Do Assistencialismo ao Social

Recebo do companheiro Gilberto Guimarães da Silva uma crítica ao texto Espiritismo Social, escrito por mim neste espaço em dezembro passado. Confesso que não costumo responder a críticas sem fundamento, repletas de retórica, que entram no campo pessoal, expressando intolerância e sectarismo. Já foi a época que perdia tempo com isso, com o patrulhamento ideológico, o fanatismo. Artigos, ensaios, palestras e até livros têm sido produzidos com o objetivo de denegrir e combater o trabalho que desenvolvemos neste Abertura e em outros espaços de atuação doutrinária. A Internet, então, virou a panacéia dos criticadores solitários, que não têm o que fazer e vivem manejando sua metralhadora giratória de modo irresponsável e inconseqüente.
Já a crítica de Gilberto publicada nesta edição, na seção Cartas Abertas, é sincera, chega a ser amável.

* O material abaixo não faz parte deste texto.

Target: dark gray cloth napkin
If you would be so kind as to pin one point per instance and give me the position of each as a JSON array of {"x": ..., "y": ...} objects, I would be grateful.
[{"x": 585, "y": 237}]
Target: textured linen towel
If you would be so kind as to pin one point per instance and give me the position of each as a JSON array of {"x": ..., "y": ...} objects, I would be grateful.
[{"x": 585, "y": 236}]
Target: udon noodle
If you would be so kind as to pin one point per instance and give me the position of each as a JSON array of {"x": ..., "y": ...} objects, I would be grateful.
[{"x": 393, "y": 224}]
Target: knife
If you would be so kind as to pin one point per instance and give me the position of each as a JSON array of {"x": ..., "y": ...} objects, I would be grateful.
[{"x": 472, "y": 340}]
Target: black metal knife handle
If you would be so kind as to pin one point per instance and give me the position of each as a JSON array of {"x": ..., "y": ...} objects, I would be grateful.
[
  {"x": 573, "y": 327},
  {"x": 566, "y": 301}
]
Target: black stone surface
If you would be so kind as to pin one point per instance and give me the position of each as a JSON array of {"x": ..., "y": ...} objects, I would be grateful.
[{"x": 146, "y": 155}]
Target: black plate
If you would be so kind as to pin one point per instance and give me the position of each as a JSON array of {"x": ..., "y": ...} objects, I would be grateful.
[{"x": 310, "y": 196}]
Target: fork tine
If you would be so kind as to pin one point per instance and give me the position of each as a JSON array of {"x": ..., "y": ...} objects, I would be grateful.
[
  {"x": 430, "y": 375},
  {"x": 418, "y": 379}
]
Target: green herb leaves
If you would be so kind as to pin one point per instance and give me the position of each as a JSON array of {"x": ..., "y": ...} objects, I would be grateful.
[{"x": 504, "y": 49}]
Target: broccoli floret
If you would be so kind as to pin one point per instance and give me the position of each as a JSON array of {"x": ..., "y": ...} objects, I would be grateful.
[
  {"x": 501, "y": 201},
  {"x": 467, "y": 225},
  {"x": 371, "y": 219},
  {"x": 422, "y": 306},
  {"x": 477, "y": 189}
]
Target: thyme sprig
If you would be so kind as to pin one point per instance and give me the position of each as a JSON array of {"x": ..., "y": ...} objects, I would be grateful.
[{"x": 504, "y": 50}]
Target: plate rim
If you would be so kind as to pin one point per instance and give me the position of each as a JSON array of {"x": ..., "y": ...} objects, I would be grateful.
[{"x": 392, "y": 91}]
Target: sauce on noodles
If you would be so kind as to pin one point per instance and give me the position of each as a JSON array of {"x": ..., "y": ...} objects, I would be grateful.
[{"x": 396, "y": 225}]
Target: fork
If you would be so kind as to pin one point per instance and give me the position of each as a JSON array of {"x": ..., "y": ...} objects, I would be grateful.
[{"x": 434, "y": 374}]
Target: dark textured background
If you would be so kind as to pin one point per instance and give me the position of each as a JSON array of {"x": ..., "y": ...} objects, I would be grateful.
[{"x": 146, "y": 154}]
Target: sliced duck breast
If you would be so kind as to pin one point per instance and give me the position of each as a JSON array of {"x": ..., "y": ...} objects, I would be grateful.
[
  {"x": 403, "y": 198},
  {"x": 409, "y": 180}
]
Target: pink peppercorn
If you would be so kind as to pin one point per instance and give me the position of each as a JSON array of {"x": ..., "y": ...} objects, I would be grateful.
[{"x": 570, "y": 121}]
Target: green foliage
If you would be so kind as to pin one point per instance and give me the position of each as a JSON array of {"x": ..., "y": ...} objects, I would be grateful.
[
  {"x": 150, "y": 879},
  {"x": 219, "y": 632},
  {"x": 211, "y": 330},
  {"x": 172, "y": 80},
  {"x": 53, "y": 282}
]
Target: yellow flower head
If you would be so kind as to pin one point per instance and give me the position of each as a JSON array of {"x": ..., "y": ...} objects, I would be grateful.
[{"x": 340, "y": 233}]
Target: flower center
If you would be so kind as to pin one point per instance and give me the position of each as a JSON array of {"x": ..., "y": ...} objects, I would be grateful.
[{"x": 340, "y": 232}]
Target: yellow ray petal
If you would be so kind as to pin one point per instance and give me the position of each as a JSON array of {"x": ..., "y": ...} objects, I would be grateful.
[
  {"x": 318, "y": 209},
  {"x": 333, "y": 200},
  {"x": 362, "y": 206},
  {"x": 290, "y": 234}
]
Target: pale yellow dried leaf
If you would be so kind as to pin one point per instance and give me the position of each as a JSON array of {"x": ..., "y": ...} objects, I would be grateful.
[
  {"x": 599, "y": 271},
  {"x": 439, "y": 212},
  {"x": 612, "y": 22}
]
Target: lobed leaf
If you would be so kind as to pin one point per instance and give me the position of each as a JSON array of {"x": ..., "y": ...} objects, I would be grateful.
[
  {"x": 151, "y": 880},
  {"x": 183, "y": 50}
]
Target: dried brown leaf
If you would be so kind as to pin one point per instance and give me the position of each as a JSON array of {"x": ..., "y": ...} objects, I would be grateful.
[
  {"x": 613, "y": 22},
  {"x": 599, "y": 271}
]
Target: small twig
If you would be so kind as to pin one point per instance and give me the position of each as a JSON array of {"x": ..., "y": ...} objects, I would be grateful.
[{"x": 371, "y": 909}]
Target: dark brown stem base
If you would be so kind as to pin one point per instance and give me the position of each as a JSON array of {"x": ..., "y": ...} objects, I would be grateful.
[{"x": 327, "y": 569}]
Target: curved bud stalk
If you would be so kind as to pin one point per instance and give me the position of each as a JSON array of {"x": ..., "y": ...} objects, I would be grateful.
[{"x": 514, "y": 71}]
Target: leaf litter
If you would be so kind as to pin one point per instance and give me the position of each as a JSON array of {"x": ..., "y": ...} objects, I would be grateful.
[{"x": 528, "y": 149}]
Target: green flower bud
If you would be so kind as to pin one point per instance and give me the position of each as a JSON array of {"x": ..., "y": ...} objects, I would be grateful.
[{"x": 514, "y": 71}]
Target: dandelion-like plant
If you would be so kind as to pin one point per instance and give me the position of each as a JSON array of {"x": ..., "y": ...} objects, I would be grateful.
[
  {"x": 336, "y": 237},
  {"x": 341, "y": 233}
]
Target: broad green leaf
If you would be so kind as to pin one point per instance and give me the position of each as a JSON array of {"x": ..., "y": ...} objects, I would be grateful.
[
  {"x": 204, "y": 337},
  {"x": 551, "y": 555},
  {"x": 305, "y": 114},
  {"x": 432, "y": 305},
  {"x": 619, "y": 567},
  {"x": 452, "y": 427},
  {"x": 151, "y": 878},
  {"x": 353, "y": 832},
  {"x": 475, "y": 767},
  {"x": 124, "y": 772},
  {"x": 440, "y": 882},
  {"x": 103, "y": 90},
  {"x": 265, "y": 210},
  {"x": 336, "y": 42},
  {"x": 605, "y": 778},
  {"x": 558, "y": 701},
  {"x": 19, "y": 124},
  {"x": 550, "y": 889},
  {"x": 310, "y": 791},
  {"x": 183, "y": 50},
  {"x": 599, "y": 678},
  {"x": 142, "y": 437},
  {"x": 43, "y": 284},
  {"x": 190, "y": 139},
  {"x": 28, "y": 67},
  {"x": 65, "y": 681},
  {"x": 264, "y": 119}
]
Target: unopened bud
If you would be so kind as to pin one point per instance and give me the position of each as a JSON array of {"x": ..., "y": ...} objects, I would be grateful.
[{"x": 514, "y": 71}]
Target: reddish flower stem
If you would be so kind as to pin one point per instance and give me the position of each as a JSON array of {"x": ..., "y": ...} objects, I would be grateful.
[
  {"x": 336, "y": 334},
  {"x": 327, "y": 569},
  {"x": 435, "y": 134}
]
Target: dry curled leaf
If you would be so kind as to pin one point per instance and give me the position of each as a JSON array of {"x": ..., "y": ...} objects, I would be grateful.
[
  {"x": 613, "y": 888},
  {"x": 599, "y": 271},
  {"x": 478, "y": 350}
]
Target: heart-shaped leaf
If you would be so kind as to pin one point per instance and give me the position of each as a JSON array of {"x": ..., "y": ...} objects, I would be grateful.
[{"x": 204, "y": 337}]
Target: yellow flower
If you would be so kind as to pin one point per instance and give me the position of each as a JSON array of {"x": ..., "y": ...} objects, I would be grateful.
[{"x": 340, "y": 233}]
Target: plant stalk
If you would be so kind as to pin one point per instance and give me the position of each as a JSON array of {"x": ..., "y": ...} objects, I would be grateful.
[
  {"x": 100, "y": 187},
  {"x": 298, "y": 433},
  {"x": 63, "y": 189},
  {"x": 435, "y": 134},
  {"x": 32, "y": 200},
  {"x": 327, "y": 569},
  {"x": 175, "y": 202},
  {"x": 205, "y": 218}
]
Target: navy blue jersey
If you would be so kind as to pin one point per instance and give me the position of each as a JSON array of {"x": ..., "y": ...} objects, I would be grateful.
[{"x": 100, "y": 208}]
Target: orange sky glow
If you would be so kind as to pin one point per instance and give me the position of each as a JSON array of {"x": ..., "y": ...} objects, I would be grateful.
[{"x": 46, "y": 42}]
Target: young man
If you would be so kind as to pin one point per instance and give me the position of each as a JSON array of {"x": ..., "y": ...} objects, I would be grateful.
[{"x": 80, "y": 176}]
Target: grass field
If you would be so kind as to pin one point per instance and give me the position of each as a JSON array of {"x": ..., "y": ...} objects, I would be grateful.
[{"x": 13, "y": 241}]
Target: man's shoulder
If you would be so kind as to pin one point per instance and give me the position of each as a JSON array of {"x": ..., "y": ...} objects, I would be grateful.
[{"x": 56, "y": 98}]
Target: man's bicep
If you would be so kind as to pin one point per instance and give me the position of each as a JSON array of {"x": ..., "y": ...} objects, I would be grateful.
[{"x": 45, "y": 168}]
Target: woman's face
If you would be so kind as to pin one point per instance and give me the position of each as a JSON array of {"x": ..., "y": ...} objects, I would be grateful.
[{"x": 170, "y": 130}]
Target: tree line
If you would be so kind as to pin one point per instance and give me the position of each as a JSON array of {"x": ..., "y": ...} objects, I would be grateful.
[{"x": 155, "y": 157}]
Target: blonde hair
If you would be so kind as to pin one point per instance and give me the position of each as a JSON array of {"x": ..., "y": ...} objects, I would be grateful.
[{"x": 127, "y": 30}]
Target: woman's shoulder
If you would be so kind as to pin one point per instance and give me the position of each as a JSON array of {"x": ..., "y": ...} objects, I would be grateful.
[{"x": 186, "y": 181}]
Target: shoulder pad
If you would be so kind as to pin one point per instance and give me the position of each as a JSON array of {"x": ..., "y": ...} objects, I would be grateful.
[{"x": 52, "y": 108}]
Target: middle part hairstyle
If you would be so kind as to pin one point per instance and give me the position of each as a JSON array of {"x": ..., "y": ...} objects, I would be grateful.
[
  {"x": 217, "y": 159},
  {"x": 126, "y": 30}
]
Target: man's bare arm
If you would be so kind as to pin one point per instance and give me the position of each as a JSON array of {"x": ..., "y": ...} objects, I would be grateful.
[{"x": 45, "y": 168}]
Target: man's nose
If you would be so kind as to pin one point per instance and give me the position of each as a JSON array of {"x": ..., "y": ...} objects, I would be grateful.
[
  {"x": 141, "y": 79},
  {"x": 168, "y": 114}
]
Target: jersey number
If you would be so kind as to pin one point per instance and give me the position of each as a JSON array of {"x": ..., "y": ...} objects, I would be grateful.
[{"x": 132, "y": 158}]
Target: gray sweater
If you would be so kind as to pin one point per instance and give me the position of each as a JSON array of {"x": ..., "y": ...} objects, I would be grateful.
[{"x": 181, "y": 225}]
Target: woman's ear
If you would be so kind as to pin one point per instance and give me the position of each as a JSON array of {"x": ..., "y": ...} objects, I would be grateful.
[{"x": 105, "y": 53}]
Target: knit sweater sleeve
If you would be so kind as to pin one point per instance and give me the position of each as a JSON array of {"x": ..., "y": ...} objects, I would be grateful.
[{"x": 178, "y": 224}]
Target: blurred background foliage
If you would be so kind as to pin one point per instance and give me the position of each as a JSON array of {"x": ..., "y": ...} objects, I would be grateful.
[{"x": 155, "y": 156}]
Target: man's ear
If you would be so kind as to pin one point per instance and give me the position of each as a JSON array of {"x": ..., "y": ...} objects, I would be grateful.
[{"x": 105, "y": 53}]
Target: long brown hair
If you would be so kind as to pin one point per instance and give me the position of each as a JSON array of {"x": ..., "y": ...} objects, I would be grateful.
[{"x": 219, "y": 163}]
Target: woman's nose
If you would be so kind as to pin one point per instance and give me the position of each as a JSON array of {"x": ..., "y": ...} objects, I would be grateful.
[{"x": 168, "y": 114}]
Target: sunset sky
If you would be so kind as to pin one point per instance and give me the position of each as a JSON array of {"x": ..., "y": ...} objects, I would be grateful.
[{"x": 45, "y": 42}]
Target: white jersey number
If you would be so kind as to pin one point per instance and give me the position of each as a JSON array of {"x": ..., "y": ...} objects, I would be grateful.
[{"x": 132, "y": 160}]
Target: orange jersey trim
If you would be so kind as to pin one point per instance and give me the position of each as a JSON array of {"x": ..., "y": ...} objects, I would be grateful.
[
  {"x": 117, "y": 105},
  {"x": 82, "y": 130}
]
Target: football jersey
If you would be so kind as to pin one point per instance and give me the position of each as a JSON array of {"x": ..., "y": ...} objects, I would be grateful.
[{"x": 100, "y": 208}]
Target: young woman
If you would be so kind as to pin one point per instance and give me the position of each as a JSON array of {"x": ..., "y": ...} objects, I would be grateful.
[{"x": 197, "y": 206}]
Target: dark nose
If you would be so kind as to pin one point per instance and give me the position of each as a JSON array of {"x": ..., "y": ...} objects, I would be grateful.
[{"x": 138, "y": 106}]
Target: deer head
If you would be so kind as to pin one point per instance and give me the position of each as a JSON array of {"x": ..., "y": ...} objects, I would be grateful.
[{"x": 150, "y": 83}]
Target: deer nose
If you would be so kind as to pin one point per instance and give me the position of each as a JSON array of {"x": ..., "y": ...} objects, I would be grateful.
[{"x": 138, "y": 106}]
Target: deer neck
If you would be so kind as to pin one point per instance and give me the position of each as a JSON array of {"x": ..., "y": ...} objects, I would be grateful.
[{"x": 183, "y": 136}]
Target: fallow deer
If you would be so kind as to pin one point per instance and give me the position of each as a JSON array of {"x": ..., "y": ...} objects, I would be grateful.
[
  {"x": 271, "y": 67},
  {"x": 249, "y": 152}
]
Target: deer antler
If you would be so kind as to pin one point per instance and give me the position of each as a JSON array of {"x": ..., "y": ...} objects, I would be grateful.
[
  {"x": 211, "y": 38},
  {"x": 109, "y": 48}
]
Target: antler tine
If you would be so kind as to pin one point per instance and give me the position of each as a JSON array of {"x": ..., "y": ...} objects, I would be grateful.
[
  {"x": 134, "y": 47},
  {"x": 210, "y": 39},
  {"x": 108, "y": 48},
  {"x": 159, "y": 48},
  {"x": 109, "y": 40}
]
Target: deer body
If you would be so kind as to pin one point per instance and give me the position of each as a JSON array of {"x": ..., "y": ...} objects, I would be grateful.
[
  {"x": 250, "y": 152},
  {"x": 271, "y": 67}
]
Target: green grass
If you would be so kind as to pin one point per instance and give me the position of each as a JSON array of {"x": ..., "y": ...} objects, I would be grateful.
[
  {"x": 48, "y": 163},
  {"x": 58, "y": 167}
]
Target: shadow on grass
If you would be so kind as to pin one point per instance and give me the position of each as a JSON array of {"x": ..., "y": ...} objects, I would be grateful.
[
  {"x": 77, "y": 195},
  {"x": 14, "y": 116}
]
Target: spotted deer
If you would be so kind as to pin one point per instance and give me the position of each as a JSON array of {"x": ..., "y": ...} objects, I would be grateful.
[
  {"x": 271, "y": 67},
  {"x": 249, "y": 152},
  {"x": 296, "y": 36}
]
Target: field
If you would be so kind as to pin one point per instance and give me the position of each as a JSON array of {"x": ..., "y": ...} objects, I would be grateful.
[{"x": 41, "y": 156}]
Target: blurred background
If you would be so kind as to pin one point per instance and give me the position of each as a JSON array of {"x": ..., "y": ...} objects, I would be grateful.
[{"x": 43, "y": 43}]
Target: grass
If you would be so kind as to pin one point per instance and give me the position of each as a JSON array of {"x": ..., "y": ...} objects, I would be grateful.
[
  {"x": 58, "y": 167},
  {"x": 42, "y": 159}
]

Mesmo considerando que sua interpretação foi mais de forma do que de fundo, pela importância do tema me vejo no dever de responder.
Quando digo que o fim do Espiritismo será melancólico se os espíritas não modificarem sua postura diante da realidade social e da própria Doutrina, não significa que essa formidável filosofia espiritualista deixará de existir. É ingenuidade pensar assim. Até hoje subsistem formas arcaicas de adoração à natureza, manifestações religiosas da época do paganismo, formas exóticas de satanismo. Há gosto para tudo.
Não existe Espiritismo em si, Espiritismo platônico. Ele passou a existir a partir do momento em que seu fundador deu-lhe uma forma, uma estrutura e o inseriu na cultura de seu tempo. Aí sim ele passou a ter uma existência social, comunicacional. Essa idéia absurda de que o Espiritismo existia antes de Allan Kardec e que lhe foi ofertado de mão beijada pelos Espíritos do tal “plano espiritual superior” é uma grande asneira, “é conversa para boi dormir”, como diz o vulgo.
O Espiritismo é uma obra aberta, intercambiável, um processo em andamento, uma forma de conhecimento que navega numa faixa de síntese, daí a dificuldade em entendê-lo e praticá-lo em toda sua plenitude. Não é demais repetir o velho chavão de que há pessoas que entram no Espiritismo mas o Espiritismo não entra dentro delas.
O saudoso Krishnamurti de Carvalho Dias costumava dizer que espírita religioso é que nem siri. Para poder respirar e extrair o oxigênio necessário a sua sobrevivência, ele leva consigo a água dentro de sua carapaça. Por isso o siri consegue andar na praia sem morrer afogado. Como o nosso simpático crustáceo, o espírita religioso leva dentro de si aquele anseio místico, aquela necessidade religiosa, que todos devemos respeitar. Só que o autêntico Espiritismo “é outra praia”, não atende aos interesses dessas pessoas, por isso a adaptação, a aculturação, o “jeitinho brasileiro”, fato esse que a sociologia e a antropologia têm muito a esclarecer.
Historicamente o Espiritismo brasileiro se constituiu num movimento assistencial. Temos um grandioso trabalho de assistência social em diversos níveis de atuação. Os espíritas são respeitados não somente por sua conduta, mas pela dedicação aos necessitados de amparo, seja ele moral, material ou mediúnico. Esse trabalho todo somente foi possível devido às condições miseráveis de nosso povo. Um centro espírita na Suécia ou na Suíça teria características completamente diferentes. Lá não tem pobre, não tem criança carente. Lá o Estado funciona, não é como aqui, pois ao invés da preocupação com reeleição, com privatizações espúrias ou turismo político, o organismo estatal é eficiente e preocupado com o bem-estar de seu povo.
Entretanto, meu caro amigo, é preciso avançar. A partir da experiência adquirida com o Espiritismo Assistencial temos que ter a sabedoria de construir um Espiritismo Social voltado para a reflexão dos fenômenos sociais. Nesse sentido, a teoria de valores do Espiritismo é uma ferramenta imprescindível a fim de que possamos ir bem mais além da simples mas necessária distribuição de sopa e donativos. O futuro conspira a nosso favor.